The fourth module that consists of significant lncRNA, SOX21-AS1, connects to “deregulating cellular energetics” via glucose metabolic process. Malignant tumor cells exhibit fundamentally altered cellular energetics, such as increased aerobic glycolysis, which may contribute to tumorigenesis and malignancy. The connection of SOX21-AS1 to a notable and different cancer hallmark vindicates its separation from the other three STAD modules.

This kind of analysis for defining the connections among lncRNAs, mRNAs, GO terms, and cancer hallmarks could help to have a more precise and comprehensive view of cancer and direct us toward the detection of underlying cancer-related mechanisms. It also directs us in designing new drugs and therapies.
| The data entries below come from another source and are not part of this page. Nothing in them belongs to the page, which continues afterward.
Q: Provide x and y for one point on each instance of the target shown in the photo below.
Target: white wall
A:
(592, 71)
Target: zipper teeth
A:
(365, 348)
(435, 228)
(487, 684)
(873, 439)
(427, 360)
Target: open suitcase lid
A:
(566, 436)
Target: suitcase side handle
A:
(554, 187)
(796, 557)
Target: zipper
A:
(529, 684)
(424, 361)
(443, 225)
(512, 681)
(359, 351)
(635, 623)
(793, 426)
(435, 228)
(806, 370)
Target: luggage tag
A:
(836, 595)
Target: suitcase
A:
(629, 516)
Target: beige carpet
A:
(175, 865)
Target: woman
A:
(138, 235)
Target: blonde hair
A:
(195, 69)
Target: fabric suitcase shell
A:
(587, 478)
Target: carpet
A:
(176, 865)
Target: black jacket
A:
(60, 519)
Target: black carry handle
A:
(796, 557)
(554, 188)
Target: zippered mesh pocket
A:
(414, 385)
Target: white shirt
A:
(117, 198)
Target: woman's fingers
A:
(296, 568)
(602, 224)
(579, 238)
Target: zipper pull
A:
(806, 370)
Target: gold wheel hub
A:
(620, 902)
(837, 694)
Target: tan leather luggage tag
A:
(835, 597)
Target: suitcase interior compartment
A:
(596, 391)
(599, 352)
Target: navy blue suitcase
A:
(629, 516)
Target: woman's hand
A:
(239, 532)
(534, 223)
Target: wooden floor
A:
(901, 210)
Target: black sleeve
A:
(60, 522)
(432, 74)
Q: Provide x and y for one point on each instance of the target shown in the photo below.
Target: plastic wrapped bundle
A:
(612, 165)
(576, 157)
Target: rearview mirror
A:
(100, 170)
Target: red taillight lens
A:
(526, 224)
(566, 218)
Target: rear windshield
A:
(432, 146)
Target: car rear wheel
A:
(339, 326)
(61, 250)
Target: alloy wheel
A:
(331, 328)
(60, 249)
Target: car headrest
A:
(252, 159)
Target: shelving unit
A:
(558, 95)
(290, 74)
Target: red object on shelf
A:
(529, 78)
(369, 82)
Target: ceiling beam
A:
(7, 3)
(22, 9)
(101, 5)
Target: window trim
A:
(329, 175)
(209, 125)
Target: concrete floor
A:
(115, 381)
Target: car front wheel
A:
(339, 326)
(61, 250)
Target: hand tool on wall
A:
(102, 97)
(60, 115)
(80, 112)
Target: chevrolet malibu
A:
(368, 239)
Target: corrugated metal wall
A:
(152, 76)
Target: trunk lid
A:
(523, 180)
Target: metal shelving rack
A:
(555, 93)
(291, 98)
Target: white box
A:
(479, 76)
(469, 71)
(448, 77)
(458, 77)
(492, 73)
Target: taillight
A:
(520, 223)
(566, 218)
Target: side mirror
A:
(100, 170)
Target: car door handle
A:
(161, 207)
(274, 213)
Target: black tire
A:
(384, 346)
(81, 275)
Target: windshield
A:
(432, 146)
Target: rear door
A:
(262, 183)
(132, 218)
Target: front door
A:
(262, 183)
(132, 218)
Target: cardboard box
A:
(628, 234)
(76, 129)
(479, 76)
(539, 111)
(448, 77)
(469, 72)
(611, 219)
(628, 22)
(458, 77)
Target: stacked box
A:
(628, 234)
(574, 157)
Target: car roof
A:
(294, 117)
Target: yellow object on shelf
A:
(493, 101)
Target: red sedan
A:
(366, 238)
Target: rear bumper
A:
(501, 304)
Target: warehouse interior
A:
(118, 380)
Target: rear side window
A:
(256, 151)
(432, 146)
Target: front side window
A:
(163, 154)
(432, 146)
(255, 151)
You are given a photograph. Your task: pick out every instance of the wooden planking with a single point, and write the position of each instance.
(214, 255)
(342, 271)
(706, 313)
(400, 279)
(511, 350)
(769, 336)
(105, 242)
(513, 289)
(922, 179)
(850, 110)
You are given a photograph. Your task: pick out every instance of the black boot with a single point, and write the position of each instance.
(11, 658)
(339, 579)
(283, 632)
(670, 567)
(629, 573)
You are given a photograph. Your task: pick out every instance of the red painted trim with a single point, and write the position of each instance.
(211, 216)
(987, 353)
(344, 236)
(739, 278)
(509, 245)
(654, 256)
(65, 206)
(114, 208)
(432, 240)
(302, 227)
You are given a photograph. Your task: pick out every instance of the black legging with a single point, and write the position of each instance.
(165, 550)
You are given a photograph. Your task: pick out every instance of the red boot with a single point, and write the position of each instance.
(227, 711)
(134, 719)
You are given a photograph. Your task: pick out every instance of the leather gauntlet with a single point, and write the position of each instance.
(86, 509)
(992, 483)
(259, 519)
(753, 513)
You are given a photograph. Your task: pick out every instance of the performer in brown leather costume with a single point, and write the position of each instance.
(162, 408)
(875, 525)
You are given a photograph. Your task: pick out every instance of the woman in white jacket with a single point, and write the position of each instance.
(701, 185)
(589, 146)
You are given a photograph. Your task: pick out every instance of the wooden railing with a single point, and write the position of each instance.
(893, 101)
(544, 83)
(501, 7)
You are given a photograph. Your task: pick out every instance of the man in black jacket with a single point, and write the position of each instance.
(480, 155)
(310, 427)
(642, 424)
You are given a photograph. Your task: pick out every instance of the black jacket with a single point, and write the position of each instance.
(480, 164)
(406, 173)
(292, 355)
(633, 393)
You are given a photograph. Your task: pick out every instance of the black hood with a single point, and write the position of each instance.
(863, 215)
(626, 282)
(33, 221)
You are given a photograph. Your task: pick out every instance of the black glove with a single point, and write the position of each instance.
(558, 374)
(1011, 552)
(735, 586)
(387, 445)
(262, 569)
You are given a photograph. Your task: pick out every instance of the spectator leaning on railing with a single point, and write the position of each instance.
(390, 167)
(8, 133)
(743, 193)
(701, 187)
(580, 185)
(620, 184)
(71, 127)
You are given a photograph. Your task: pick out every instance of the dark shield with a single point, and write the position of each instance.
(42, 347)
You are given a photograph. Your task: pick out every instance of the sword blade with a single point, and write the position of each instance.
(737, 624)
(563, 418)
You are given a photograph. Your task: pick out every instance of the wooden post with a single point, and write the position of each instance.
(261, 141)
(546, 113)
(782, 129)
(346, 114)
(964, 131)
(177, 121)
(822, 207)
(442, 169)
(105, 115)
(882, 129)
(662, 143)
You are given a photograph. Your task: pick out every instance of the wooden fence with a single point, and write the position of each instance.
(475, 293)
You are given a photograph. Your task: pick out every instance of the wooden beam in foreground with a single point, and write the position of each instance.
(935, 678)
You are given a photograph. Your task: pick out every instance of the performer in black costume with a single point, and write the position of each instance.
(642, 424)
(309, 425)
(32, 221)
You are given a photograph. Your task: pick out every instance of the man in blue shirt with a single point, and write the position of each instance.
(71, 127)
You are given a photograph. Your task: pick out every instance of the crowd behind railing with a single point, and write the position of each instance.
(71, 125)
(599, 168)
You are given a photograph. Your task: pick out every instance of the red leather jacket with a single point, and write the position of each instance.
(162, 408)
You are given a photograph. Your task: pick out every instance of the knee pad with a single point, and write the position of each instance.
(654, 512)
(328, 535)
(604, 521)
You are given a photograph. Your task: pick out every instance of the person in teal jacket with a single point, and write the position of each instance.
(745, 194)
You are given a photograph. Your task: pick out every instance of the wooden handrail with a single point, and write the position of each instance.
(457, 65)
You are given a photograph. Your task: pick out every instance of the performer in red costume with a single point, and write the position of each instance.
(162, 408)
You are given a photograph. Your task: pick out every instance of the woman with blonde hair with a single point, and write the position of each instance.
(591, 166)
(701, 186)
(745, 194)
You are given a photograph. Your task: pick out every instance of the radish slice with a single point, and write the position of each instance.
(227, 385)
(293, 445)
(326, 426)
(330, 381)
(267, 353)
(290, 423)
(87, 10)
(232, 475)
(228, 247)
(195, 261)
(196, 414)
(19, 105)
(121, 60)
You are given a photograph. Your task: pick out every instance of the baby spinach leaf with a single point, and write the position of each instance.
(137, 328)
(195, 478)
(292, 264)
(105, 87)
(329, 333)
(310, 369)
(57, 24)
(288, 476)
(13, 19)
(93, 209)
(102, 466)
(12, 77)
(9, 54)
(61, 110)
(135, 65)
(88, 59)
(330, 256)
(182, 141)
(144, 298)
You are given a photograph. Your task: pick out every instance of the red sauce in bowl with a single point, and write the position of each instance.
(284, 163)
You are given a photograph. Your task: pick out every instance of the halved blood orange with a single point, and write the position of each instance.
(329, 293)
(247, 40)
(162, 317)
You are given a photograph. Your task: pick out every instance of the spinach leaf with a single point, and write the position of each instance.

Validation of STAD key lncRNAs by PubMed literature review

LINC02560 was the highest degree node of the STAD network (degree = 33) and strongly correlated with mortality probability. After fitting the STAD lncRNAs into the multivariate Cox regression model, it had the highest hazard ratio (HR = 2.42) and highest p-value (0.004). It indicates that the probability of death in patients with low expression of LINC02560 is 2.42 times higher than others.

It also has a strong expression correlation with U2AF1oncogene, VTI1A fusion gene, and NAB2 tumor suppressor. According to Fig. 7, LINC02560 might be associated with “sustaining proliferative signal” and “Activating invasion and metastasis”. Zhou et al. have reported that dysregulation of LINC02560 expression was significantly associated with overall survival in squamous cell carcinoma of tongue [18].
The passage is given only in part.